EEG based BMI works by reading the electrical field generated by the brain, detecting the tiny distortions in electrical field that leach through above the skull, and generalising their meaning from the rough area of the brain they came from. These surface nets are limited due to the presence of the skull, whose thick bone dampens electrical signals. All they can do is pick up fgeneral activity coming from a specific area of the brain where many neurons are firing. They lack the fidelity to detect somrthing as small as a single neuron firing, and thus are by nature imprecise.
The best a surface mounted interface can do is act as a probibility engine, deducing from general signals, what the user actually intended.

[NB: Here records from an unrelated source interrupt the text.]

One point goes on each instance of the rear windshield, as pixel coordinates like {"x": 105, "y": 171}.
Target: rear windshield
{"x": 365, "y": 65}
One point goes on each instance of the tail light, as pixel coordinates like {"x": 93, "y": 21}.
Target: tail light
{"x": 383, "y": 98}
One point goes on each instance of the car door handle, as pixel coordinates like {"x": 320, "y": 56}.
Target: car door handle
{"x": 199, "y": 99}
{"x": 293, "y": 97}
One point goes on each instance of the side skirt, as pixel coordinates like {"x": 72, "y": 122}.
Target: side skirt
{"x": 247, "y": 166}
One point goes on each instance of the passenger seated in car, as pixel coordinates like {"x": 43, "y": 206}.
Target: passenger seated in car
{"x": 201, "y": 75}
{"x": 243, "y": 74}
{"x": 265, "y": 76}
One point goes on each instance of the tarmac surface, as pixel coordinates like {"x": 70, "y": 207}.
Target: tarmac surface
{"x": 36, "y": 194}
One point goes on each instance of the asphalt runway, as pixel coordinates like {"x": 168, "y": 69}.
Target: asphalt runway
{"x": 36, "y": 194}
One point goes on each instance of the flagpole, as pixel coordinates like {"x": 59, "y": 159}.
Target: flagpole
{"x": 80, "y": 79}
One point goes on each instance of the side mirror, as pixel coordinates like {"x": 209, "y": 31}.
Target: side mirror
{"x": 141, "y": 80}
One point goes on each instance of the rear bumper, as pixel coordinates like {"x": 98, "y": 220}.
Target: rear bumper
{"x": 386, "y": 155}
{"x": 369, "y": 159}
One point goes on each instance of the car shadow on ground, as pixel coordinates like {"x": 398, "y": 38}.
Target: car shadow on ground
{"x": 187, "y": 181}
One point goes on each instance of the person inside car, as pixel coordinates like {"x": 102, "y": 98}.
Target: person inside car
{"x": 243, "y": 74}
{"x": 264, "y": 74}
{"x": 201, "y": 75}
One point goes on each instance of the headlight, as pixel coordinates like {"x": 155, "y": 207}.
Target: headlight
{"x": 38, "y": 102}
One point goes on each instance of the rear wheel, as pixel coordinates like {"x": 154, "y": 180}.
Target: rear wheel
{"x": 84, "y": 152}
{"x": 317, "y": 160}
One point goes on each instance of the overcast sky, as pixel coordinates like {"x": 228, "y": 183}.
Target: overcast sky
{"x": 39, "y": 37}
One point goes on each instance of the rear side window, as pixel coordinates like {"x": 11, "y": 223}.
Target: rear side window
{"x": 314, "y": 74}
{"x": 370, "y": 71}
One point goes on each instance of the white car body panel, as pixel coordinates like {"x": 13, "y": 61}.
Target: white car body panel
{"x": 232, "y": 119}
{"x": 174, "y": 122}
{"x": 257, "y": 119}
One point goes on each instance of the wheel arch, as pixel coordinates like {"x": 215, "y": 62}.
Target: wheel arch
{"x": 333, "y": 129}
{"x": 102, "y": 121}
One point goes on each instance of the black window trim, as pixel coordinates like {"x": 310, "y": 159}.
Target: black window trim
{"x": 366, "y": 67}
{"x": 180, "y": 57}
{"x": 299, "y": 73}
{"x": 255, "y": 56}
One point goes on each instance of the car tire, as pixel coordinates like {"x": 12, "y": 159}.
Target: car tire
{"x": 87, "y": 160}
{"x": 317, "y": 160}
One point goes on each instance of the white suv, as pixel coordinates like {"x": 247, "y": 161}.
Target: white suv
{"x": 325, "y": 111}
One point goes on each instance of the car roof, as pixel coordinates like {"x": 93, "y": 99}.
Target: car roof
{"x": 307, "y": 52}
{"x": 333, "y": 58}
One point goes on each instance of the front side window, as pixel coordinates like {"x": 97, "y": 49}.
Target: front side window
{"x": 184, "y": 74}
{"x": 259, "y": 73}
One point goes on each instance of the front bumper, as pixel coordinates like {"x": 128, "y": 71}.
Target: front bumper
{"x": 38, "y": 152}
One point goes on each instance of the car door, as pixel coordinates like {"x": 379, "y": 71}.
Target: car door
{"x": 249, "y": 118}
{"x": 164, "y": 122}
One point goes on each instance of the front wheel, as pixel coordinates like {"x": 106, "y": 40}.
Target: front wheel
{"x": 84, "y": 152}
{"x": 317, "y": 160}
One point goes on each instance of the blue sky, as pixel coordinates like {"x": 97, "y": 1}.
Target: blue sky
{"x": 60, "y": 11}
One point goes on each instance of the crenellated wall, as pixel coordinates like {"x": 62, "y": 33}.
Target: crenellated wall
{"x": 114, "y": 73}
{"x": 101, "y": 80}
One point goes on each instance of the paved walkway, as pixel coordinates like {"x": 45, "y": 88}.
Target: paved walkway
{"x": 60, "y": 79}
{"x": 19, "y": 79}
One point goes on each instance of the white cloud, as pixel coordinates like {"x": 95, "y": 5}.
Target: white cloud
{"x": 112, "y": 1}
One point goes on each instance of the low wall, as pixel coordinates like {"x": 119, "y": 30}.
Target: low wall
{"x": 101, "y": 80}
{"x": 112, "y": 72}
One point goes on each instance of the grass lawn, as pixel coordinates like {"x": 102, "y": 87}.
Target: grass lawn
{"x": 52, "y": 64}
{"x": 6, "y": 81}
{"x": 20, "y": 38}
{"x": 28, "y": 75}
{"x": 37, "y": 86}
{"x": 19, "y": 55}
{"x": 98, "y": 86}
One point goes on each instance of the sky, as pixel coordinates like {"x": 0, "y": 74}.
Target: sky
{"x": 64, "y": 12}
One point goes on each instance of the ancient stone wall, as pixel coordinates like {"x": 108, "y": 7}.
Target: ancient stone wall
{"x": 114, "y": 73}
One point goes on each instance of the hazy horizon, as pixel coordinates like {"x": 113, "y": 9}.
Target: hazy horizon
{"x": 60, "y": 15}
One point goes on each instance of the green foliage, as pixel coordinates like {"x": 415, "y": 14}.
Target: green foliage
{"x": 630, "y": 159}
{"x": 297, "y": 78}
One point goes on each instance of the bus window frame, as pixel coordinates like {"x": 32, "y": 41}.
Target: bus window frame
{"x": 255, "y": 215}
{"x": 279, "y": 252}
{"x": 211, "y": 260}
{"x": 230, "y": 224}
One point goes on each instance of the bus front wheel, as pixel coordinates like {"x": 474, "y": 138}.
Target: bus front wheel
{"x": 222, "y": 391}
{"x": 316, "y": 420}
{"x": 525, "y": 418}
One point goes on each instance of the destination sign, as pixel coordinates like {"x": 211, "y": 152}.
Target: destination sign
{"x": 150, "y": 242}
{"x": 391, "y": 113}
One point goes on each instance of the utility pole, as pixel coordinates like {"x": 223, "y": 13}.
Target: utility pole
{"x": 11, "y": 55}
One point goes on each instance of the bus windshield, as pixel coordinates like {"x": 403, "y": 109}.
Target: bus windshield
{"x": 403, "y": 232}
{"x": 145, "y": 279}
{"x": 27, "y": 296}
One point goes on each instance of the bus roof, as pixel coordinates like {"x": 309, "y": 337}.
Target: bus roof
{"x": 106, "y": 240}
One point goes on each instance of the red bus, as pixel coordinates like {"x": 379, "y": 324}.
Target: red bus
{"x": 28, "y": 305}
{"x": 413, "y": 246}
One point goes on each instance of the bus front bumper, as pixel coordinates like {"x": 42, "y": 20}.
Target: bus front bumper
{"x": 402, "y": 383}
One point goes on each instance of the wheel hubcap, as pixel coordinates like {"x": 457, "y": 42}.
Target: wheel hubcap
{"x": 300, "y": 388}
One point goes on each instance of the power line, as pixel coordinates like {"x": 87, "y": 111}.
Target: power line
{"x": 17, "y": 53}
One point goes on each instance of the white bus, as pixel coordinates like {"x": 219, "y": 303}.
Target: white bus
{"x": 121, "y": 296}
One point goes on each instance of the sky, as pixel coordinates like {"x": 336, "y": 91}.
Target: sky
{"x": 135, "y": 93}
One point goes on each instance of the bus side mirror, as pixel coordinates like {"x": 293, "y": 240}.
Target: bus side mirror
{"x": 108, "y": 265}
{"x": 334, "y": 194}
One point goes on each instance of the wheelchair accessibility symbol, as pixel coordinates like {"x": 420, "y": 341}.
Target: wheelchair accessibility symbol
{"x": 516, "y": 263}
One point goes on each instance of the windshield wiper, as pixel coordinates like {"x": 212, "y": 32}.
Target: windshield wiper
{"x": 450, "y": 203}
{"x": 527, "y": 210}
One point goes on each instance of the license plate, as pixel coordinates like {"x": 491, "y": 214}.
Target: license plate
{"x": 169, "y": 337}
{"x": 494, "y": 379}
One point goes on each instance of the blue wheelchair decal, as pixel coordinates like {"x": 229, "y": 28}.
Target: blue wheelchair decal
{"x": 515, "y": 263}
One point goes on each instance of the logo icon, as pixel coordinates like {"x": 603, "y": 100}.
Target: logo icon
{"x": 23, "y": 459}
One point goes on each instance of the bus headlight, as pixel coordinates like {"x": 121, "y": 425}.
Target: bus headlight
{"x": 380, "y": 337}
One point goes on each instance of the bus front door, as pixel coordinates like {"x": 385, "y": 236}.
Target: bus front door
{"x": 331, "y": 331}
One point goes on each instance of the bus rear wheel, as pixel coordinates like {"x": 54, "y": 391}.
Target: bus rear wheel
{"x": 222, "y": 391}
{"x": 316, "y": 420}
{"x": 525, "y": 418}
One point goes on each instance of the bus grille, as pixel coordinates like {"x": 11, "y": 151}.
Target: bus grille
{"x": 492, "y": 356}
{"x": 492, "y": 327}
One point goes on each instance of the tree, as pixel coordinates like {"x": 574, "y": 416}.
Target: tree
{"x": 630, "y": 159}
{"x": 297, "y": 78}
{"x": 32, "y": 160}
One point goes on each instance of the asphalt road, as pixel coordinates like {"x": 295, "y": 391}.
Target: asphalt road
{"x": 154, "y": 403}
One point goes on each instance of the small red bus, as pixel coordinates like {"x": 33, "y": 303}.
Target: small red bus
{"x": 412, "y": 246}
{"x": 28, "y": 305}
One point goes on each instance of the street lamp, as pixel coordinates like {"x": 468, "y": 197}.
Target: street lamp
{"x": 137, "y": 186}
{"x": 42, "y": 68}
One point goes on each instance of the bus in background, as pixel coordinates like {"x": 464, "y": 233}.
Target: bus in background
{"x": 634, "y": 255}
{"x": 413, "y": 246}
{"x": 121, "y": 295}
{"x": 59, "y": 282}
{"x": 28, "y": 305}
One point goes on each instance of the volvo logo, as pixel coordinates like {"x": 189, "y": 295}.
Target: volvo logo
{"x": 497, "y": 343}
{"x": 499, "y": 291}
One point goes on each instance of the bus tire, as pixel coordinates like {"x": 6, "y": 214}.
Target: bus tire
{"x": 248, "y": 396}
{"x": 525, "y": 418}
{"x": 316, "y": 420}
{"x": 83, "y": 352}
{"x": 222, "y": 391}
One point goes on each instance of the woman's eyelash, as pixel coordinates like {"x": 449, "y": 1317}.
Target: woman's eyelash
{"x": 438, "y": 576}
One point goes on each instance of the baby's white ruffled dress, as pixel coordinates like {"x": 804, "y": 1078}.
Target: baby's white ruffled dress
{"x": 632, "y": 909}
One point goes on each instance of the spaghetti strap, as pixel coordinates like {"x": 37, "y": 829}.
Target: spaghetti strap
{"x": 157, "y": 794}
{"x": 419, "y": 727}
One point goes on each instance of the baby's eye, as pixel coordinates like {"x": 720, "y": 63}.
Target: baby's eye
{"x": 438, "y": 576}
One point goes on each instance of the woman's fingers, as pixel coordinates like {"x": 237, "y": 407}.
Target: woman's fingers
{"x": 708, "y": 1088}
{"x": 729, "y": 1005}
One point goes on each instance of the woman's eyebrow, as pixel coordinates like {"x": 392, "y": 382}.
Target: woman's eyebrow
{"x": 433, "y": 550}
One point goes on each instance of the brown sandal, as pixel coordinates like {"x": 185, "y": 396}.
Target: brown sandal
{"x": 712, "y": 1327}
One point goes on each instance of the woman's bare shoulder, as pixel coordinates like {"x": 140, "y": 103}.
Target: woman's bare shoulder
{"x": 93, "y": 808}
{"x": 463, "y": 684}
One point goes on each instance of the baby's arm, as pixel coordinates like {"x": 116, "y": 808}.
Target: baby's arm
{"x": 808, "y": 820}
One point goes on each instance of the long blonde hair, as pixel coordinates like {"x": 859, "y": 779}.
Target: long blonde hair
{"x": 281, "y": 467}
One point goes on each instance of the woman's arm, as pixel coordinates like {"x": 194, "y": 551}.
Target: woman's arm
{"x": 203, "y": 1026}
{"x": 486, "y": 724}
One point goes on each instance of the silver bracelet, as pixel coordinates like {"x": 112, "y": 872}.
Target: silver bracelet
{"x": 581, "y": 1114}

The demonstration video bvelow is of Emotiv's EPOC, the first commercially sold external net, in 2008.
Sub-Surface Scanning Computer Interface
The final BMI interface is another electrode array similar to the EEG method above. However, since the skull is such a problem, it is bypassed. The electrode net is unfolded under the skull, against the surface of the brain. In thuis manner, it can pick up individual signals too weak to make it through the skull. This results in several orders of magnitude increase in scanning fidelity, but pays the price of a permanent implant once again.
A hole is cut in the skull, rather a big hole, and a piece of the skull is removed. The net is then deployed over the brain. The net consists of a polymer sheet containing a grid of electrodes 2 millimetres in diameter and spaced 10 mm apart. This is known as electrocorticography or ECOG (sometimes known as intracranial EEG or icEEG, also referred to as subdural EEG or sdEEG).